The screen is pretty great, too -- a crisp 1080p panel with wide viewing angles. It's a touchscreen.
And, yes, like many recent premium Windows laptops, that screen bends over backward, letting the computer transform into a touchscreen tablet.
It's just a shame the screen is so glossy, but that's the price you pay for touch.
You can't see it here, but the keyboard has a backlight, too.
Unlike many Windows laptops, this touchpad is excellent at two-finger scrolling and pinch-to-zoom gestures.
Yes, that metal body extends all the way around -- it's not just a facade up top.
That's a full-depth SD card slot you're looking at: the card slides completely inside the frame instead of sticking out like a sore thumb.
OK, here's a big annoyance: this power button (and volume rocker) on the right front edge is easy to hit by accident.
Look at that sheen off the beveled aluminum edges.
Even the hinges are made of metal, unusual for a laptop this inexpensive.
My second favorite feature: an optional $100 (AU$179, £112) external battery that can deliver an additional 80% charge through the laptop's USB-C port.
It's a shame it doesn't work with the 17-inch version, only the 13- and 15-inch ones.
You can also use the USB-C port for breakout multiport adapters, like this $60 unit from Dell. It adds a USB 3.0 port, an Ethernet jack...
...and your choice of an HDMI or VGA monitor.

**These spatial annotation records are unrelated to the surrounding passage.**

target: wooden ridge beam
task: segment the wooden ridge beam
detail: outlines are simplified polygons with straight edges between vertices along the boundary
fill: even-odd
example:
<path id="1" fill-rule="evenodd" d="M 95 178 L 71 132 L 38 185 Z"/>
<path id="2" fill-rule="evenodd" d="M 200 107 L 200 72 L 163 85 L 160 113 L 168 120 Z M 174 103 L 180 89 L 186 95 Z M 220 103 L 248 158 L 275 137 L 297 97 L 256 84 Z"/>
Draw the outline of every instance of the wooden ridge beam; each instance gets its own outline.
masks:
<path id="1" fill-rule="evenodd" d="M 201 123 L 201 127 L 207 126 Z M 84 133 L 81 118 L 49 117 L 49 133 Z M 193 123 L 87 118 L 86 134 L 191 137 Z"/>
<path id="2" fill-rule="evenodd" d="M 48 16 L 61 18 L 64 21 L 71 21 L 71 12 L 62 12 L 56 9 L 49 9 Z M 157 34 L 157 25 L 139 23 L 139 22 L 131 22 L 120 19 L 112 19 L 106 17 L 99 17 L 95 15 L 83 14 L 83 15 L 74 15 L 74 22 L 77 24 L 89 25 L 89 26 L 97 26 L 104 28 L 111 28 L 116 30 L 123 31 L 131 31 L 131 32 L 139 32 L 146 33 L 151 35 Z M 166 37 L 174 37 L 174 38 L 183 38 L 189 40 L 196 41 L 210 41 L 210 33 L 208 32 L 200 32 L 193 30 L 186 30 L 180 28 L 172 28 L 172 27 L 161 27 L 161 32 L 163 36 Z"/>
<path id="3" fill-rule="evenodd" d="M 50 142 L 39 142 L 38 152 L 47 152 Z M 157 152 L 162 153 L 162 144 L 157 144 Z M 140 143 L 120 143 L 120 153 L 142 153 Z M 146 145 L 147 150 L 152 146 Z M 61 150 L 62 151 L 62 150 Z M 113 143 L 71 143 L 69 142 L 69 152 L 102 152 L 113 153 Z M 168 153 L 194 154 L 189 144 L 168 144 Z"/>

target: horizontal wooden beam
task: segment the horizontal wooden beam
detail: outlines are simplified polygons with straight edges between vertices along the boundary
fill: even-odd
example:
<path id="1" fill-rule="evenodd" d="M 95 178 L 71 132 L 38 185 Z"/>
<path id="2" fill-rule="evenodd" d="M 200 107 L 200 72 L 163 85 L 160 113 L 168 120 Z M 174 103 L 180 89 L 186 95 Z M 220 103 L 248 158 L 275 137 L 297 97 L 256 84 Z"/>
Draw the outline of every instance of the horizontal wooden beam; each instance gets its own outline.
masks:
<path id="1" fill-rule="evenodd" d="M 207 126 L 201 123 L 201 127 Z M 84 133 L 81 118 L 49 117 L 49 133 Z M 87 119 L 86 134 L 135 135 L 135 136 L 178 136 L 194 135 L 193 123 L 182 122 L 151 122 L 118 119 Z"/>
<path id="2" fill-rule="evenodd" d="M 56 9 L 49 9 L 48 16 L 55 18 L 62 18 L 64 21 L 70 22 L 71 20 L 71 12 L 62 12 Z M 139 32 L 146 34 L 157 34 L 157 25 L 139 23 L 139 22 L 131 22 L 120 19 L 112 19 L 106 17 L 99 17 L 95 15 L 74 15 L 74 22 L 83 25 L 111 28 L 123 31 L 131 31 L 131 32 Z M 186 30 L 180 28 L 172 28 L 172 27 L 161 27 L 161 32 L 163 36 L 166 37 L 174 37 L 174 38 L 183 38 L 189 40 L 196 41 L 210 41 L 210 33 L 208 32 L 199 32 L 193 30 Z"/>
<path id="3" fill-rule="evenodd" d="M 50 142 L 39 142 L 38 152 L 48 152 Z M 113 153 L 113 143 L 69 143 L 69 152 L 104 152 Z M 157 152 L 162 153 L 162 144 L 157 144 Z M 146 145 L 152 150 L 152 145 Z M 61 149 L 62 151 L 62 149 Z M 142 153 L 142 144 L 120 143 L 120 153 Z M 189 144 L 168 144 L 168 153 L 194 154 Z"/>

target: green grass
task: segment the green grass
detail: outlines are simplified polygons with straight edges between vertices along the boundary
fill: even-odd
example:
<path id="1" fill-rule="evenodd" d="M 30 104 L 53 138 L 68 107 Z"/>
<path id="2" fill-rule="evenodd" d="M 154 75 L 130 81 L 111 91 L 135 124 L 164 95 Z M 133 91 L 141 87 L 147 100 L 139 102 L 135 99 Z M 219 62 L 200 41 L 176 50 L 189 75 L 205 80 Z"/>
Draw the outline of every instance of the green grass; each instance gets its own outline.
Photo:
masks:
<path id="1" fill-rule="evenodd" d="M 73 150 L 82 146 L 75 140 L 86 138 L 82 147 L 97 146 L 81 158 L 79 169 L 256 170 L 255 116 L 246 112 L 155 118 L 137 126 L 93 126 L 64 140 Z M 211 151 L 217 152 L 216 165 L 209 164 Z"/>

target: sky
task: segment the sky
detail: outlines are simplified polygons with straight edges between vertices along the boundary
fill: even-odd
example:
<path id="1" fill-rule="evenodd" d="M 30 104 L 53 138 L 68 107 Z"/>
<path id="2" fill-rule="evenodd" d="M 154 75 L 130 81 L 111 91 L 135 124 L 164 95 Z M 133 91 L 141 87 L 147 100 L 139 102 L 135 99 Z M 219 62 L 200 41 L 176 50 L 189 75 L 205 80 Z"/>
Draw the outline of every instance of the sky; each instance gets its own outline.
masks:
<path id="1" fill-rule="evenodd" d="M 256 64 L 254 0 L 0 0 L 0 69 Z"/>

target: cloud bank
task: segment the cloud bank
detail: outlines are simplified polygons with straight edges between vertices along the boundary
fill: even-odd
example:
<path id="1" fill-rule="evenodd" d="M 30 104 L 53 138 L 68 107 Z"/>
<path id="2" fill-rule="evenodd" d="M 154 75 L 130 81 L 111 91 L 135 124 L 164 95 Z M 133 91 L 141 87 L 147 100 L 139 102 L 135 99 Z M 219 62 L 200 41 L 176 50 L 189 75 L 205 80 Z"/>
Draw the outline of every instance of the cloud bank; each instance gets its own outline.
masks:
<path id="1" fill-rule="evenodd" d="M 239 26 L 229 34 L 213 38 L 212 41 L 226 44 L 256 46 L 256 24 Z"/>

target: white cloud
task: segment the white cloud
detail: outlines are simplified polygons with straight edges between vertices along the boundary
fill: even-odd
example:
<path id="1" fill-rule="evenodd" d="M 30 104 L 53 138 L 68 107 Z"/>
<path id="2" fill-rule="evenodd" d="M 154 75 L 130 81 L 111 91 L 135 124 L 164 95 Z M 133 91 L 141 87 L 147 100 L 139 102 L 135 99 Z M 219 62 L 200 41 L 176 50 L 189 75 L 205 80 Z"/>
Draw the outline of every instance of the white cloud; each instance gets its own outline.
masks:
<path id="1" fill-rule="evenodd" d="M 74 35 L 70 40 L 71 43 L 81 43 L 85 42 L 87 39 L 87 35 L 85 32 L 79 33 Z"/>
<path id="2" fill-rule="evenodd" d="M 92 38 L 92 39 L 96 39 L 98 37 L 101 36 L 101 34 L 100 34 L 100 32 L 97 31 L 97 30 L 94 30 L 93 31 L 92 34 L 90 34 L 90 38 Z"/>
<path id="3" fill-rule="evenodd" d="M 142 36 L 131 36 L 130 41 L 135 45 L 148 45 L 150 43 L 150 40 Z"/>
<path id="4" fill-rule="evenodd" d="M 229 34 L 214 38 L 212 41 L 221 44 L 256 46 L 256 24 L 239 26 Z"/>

It also doesn't work with the 17-inch model, only the 13- and 15-inch ones. Blah.
The power adapter that comes with these laptops is pretty small, too, though it's got an ugly, bulky cord and uses a barrel jack instead of USB-C.
Just know these laptops are fairly heavy: 3.86 lb (1.75kg) and 5.84lb (2.65kg), respectively, for the 13-inch and 15-inch models, and 6.12lb (2.77kg) for the 17-inch one.
One last shot of me using the 13-inch Dell Inspiron 13 7000.